Aerospace continues to solve space’s toughest challenges. A team of engineers and scientists have developed a novel technology, called the Autodynamic Flexible Circuit, that will enable new adaptable and resilient approaches for space robotics, satellites and other innovations for space exploration and operations.
While conventional flex circuits have been used in spacecraft for decades, they don’t move on their own. They’re either static or have to be moved by external forces. While not useful for every application, combining a flexible circuit board with the actuator it powers creates new options and affords greater adaptability for some and allows the exploration of new concepts with drastically reduced volume and mass.
As the scope and scale of space missions and architectures continue to expand, more agile and adaptable solutions enabled by advancements like the Autodynamic Flexible Circuit will be critical for the future. One example could be the possibility of new concepts and designs that address orbital congestion and space debris removal.
“We can't really do that with the old style of robots that we've been building,” said Jerry Fuller, Senior Engineering Specialist at Aerospace. “We need things that are lighter, nimbler, faster, better. This may be an approach to doing that so we can make a spacecraft that is something that can address some of the nation's and the world's challenges with regard to space.”
Stepping Outside the Box: Adaptable Flex Circuits
The Autodynamic Flexible Circuit is a fundamental shift in approaching space robotics moving from traditional static circuits with boom-and-joint designs, which tend to be heavy, complex, and expensive. While rigid and linear flex circuits can be found in technologies like smartphones, digital cameras and even space robotics, what makes the Autodynamic Flexible Circuit unique is its ability to support and articulate itself, enabled by materials in the wiring.
This allows it to change its entire shape as needed while still maintaining the integrity of the flex circuit. The Autodynamic Flexible Circuits are composed of standard flex circuit substrates with stitching made from shape memory alloy actuator wire, which contracts when electricity flows through it. As for any standard flex circuit, Autodynamic Flexible Circuits may incorporate technologies such as sensors, cameras, heaters, LEDs, and more, just like traditional robots.
“It's made from the same materials as ordinary flex circuits but has a shape memory alloy wire laced through it in such a way that when we run a current through the wire and it heats up, it causes a rather dramatic shape change,” said Fuller. “That shape change can be controlled so that we can use it as a robot arm. We can even make a shape-changing spacecraft out of this or point or shape an antenna. This would be enabling for over-the-horizon concepts like NASA’s Brane Craft, a shape changing membrane-spacecraft.”

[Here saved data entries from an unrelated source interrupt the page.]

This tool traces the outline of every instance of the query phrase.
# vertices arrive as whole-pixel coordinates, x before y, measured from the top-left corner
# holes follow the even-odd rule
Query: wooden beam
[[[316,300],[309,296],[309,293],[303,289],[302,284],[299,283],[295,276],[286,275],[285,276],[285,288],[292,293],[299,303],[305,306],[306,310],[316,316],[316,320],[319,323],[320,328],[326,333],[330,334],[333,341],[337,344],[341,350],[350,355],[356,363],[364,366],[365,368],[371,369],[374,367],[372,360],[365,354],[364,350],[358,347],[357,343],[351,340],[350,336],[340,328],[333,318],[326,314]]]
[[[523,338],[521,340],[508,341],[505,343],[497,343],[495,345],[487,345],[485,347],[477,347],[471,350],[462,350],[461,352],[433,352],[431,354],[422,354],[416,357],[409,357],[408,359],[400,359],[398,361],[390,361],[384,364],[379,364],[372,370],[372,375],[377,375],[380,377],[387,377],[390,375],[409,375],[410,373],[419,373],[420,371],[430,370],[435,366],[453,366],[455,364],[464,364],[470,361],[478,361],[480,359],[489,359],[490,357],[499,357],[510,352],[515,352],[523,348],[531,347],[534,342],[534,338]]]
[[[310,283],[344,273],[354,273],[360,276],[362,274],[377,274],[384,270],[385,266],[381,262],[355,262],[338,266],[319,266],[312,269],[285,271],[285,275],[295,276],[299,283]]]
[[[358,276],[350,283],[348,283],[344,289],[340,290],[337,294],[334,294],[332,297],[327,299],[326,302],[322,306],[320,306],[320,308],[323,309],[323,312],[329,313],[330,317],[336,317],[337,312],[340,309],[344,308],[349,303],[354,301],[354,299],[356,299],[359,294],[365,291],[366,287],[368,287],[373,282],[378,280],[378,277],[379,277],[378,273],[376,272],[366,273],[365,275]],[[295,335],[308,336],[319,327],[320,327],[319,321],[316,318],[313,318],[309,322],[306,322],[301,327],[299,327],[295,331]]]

A Multitude of Applications
With their vast potential for application, one of the challenges of the project is narrowing down the focus of Aerospace expertise on the most promising avenues. At face value, the Autodynamic Flexible Circuit has significantly less mass than its predecessors. Being virtually two dimensional, it also allows many to be stored in one place. This means it can accomplish the same task and more without requiring nearly as much mass or volume, which helps to reduce fuel consumption of the space vehicle and extend mission life. Its ability to change shape on command also means that space operators can have more flexible control of their robotics. And by eliminating complicated mechanisms in place of simple systems built from widely available flex circuit and shape memory alloy parts, this technology allows programs to move faster and fly more proliferated systems at lower costs.
“I think that the Autodynamic Flex Circuit allows for an approach in space that really lets go of the heavy structures and mechanisms that may be required on Earth to accomplish a whole lot more, with much less mass,” said Dr. Todd Sheerin, Senior Project Engineer for Developmental Prototypes & Projects at Aerospace. “I'm really excited to see the new opportunities we can chase after with this kind of technology.”
Moving the nation’s space capabilities forward starts with innovative ideas, building on the way circuits were always used, and looking towards new ways the Autodynamic Flexible Circuit could be utilized in upcoming missions.
“I'd like to see a new class of robotics come out of this, one that stores flat, goes out to wherever it needs to go, and then takes shape and does so with a grace and dexterity that isn't available today,” said Fuller.